En cambio en un regulador switch el transistor tambien esta en serie pero este conduce en conmutacion (Se comporta como si fuera un interruptor mecanico), si aplicas la misma formula de disipacion esta sera ahora (tension de caida sobre el transistor Aprox.: 0,7V * intensidad que circula), o sea la disipacion ya no depende de la caida de tension sobre el dispositivo.

Esto que ahora voy a intentar expicar es un concepto IMPORTANTISIMO que es la Modulacion por Ancho de Pulsos (PWM: Pulse Wide Modulation)

Si tu tienes un circuito que genere pulsos de ancho variable (Ancho = Tiempo) y con este manejas al dichoso transistor de paso a la salida de este consigues una tension eficaz que sera directamente proporcional al tiempo de conduccion del Tr. (Mas tiempo = Mayor tension)
trabajando sobre el circuito que regula el ancho consigues ajustar tu tension de salida, si esta tension la realimentas al circuito que regula el ancho, o sorpresa consigues un regulador de tension.
Un dato interesante la tension eficaz de salida es proporcional a la superficie de la señal de 
salida.
Estos circuitos trabajan a frecuencias de 30 a 120 KHz y a la salida de estos necesitan un integrador que convierta los pulsos en CC, este es la bobina y el capacitor que habras visto en el dasheet del regulador.

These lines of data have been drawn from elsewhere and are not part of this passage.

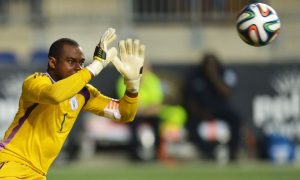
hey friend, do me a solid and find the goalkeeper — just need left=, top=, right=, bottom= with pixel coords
left=0, top=28, right=145, bottom=179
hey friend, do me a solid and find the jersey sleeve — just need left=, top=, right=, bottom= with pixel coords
left=83, top=84, right=138, bottom=123
left=22, top=68, right=92, bottom=104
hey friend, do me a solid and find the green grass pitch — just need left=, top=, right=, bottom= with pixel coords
left=47, top=160, right=300, bottom=180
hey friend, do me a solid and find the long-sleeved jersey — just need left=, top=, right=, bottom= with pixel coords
left=0, top=68, right=138, bottom=175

Algo mas y tal vez mejor explicado
http://es.wikipedia.org/wiki/Modulación_por_ancho_de_pulsos

Saludos


----------



## electroaficionado (Sep 30, 2007)

Muchas gracias fogonazo, como siempre información clara y precisa. 
Yendo un poquito a la práctica
Los circuitos con reguladores switching son complicados de armar, en cuanto al diseño de los circuitos RLC? Como decide uno el uso de reguladores lineales o switching?


----------



## Fogonazo (Sep 30, 2007)

Como dijo Confucio (Filósofo chino, 551 adC - 479 adC) mientras se fumaba algo ilegal:
Si tengo mucha caida de tension sobre el regulador uso sw, con poca caida 78xx.

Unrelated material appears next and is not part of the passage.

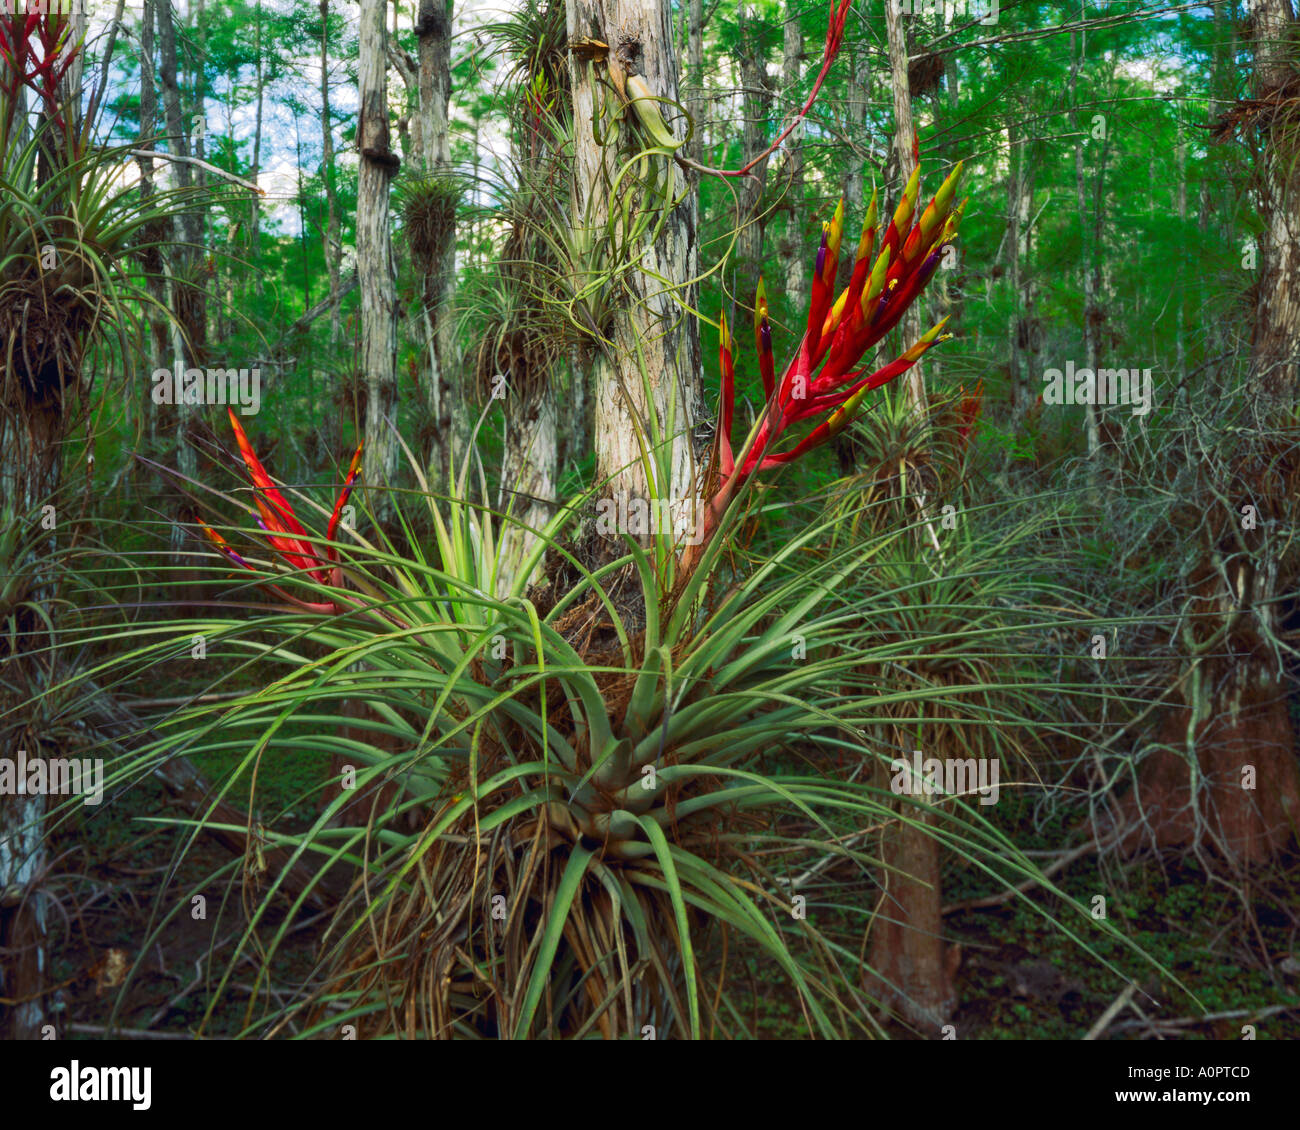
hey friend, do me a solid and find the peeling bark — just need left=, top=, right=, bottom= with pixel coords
left=358, top=0, right=400, bottom=514
left=416, top=0, right=461, bottom=484
left=566, top=0, right=703, bottom=543
left=884, top=0, right=924, bottom=416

Que clara que la tenia el chinito ! ! !

Tambien recuerda que los reguladores SW casi no necesitan disipador por su baja disipacion.
Respecto al armado lo mas fastidioso es calcular la bobina, que es mas molesto que fabricarla.


----------



## electroaficionado (Sep 30, 2007)

Gracias fogonazo por la leccion de filosofia. jeje
Me intereso mucho el tema porque estoy desde hace un tiempo por hacerme una fuente regulable (Lamentablemente las obligaciones no me lo permiten aun) y uno de los problemas a resolver era justamente la disipasión de grandes cantidades de calor, con valores de 30W o similares.
A partir de esto voy a ver las posibilidades de hacer una u otra.
?Existen reguladores switching negativos? como para poder hacer fuentes duales.
Saludos y como siempre gracias por tu paciencia y tu colaboración.


----------



## Fogonazo (Sep 30, 2007)

Si, pero no son indispensables, si construyes 2 fuentes iguales las puedes poner en serie y en el punto medio tienes tu "Cero" y depende cual salida midas + o -.
Unico requerimiento transformador con 2 secundarios separados o 2 transformadores.
Esto encarece un poco pero te da una versatilidad total, 2 fuentes positivas distintas, 1 fuente con doble tension o una funente positiva negativa.
Mi ultima fuente fue asi.


----------



## RaYo09 (Oct 5, 2007)

Hey una pregunta a kien me pueda resolver una duda.  he visto un diagrama aki mismo en este foro creo ke se llama  "fuente con lm4444444."  lo he probado y y si es regulada, pero a la hora de conectarle una carga,  en este caso un extractor de PC se cae el voltaje.  Alguien me puede decir por ke?


----------



## electroaficionado (Oct 5, 2007)

Eso es muy extraño. 
Estas seguro de haber hecho bien el conexxionado? todas las patitas dodne tienen que ir. 
Con que transformador la estas alimentando?
Cual es el consumoqeu el estas aplicando?

SAludos


----------



## anthony123 (Oct 5, 2007)

tenia el mismo problema.revisa el datasheet. la posicion de los pines del regulador.


----------